Located in between Toast and Marrakech, the decor of Uncle Moustache is what you notice right away. Very cool, eclectic art, antique furniture, and black and white vintage photos make you feel as if you’ve been transported to a very cool French bistro. Manager Ali Lyoussi, who hails from the East Village via Morocco, beamed when he spoke of the designer, named Alex Gherab, who scours vintage French shops for unique items. French music plays in the background, and a flat screen television mounted on the wall, will soon be playing black and white movies (with no sound) for an added touch.
The second thing we noticed (Kristin Wald came with me as the vegetarian taster) was that it was really hot. Granted it’s 101° today, with a “real feel” of 109°, but the a/c wasn’t working properly. Lyoussi said he had it on, but because of the heat, it just wasn’t cooling. Hopefully, that gets fixed soon. What helped was a cold, refreshing glass of Loomi ($2.50), a Persian Lime drink that was tart and sweetened just right.

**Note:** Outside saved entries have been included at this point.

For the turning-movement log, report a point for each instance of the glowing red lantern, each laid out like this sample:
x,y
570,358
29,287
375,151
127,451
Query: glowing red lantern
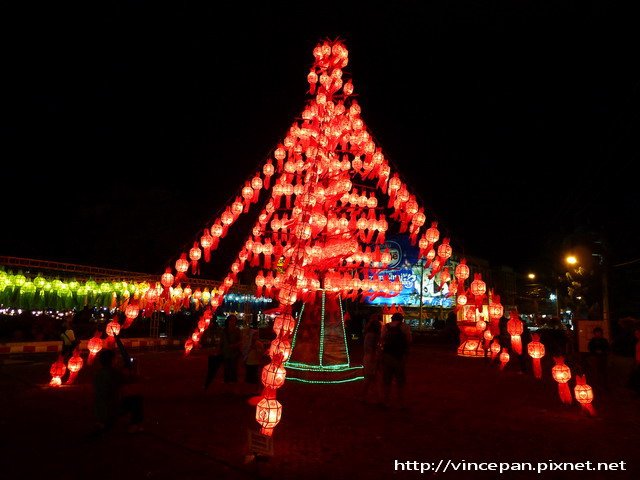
x,y
445,250
280,350
74,365
462,270
515,329
112,328
188,346
182,265
496,310
287,294
478,287
561,373
536,352
94,345
268,170
131,312
584,395
284,322
57,371
461,299
432,234
268,414
495,348
504,358
195,254
273,375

Chef Wissam Al Masri, who hails from Brooklyn, via Lebanon, explained Lebanese cuisine as a mix of Middle Eastern and Mediterranean flavors, specifically French. French is the second language of Lebanon. He said Lebanese cuisine is 90% vegetarian and locally grown, but there are offerings of chicken and lamb.

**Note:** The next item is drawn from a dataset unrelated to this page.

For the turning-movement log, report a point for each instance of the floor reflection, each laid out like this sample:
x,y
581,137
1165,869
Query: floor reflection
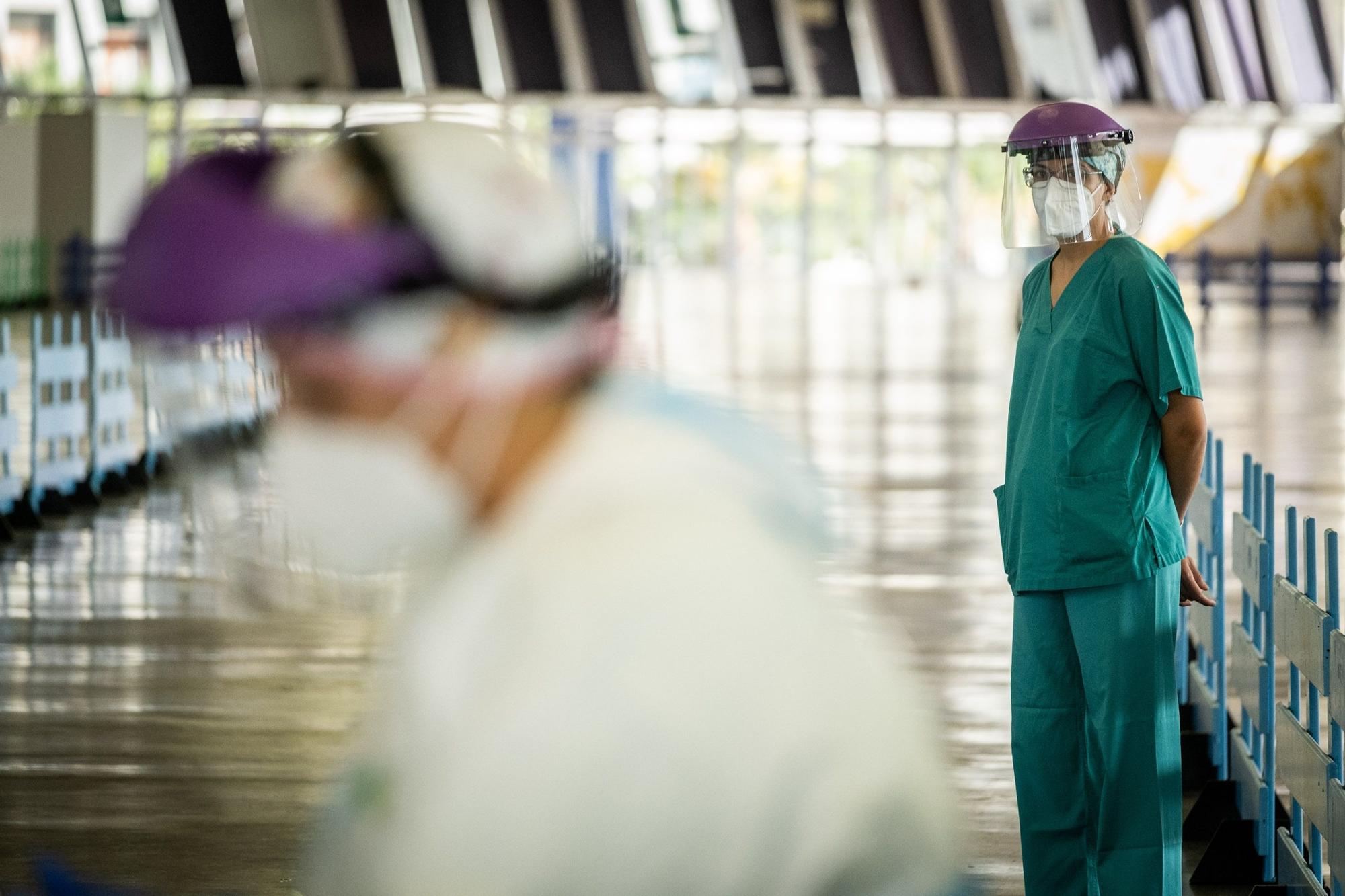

Being Greek, I adore this type of food, and while very similar to the Greek food I’m used to, this food was much lighter. We started with a Mezze platter ($12), which served up five appetizer dips: Labne (a creamy homemade Greek-style yogurt), hummus, baba gannouj, Spinach and chickpeas and Rahib. The hummus was smooth, light and very creamy. The Rahib is a delicious eggplant, red bell pepper and cucumber blend, that is refreshing and cool. The Labne was made from scratch by Chef Al Masri and was tangy, thick and creamy. It had a drizzle of olive oil and some chopped tomatoes as garnish. It was excellent and Kristin’s favorite. While I liked them all, the baba gannouj stood out. I’m not alone in that opinion. When Al Masri worked at Mamlouk, which was a restaurant in the East Village and is now closed, the NYTimes reviewer described it as, “wonderfully smoky baba gannouj, sprinkled with a few jewel-like pomegranate seeds.” The combination of the smoky eggplant and sweet pomegranate is amazing.
We were served two fresh from the oven, pillow-like pita breads, one traditional and the other whole wheat, to eat the dips with. Both Kristin and I preferred the whole wheat version.

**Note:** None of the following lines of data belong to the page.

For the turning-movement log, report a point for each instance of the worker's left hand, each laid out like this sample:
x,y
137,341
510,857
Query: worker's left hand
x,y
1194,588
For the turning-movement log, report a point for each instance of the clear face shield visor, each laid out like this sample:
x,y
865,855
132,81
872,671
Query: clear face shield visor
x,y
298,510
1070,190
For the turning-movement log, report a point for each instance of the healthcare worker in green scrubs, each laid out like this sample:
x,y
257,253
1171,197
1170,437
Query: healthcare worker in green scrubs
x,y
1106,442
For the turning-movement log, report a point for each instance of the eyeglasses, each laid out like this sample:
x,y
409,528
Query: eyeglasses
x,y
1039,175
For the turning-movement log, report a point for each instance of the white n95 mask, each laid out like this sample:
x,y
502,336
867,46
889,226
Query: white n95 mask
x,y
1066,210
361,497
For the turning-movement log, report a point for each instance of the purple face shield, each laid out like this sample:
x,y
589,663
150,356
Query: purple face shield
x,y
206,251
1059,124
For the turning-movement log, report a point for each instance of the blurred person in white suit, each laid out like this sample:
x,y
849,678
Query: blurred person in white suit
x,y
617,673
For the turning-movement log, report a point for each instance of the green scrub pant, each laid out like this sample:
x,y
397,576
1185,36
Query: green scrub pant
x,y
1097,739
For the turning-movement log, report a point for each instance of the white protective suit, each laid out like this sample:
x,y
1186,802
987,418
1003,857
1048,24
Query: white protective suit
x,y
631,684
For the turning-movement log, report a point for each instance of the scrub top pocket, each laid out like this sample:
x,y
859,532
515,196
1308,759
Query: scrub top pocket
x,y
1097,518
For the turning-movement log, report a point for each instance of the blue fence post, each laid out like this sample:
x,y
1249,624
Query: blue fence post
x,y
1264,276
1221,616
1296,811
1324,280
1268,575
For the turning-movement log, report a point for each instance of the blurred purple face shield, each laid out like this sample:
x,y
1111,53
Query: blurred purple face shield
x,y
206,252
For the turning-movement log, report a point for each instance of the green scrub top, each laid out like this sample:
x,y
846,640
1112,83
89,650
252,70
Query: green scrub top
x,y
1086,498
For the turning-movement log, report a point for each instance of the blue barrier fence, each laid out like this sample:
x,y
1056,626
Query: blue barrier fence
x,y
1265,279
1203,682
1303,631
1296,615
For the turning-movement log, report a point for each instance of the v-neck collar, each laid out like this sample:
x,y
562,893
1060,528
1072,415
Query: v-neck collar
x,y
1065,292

Next came Ouzi ($16), a mix of fluffy rice, sweet peas, onions, raisins, carrots, almonds, and spices all enclosed in Filo. You can add chicken or lamb to it and it’s served with a Lebanese version of Tzatiki yogurt sauce. The sauce was very thin and sprinkled with Sumac, a Middle Eastern spice. It was good, but I prefer the Greek style. But the Ouzi was delicious. The filling has so many flavors, savory, spicy, smoky and the Basmati rice was fluffy and light.
Some of the best Falafal ($10) I’ve had were served next on a plate with Romaine lettuce, tomato and tahini sauce. Again, they were light, not greasy and just right. Then came the pizza, or Pitza ($7-$11), Uncle Moustache’s oven baked Lebanese style pizza, which is baked in the dining room in a corner that houses the pizza oven. It was small, and could be eaten individually or shared with another person. We had the Moustache Pitza ($11), with roasted red bell pepper, tomato, onion, parsley and chili topped with fresh mozzarella. The crust was crisp and thin and the sauce sweet.
Uncle Moustache offers brunch as well as lunch and dinner. To give us a sampling of the brunch menu, which is heavy on eggs, but also offers pancakes and French toast, Chef Al Masri made us a crepe with organic chocolate, served with strawberries on the side. Gooey, sweet and light. I would order it as a dessert. It’s not on the menu, but he plans to offer crepes as special, serving different fillings on different days.
Uncle Moustache is a BYO opened from 10 am until the last person leaves, said Manager Lyoussi with a smile. They also offer take-out and delivery.
702 Bloomfield Avenue
Montclair, NJ, 07042
(Kristin and I were given a complimentary sample tasting as reviewers for Baristanet. Our opinions are our own and we are two very opinionated chicks.)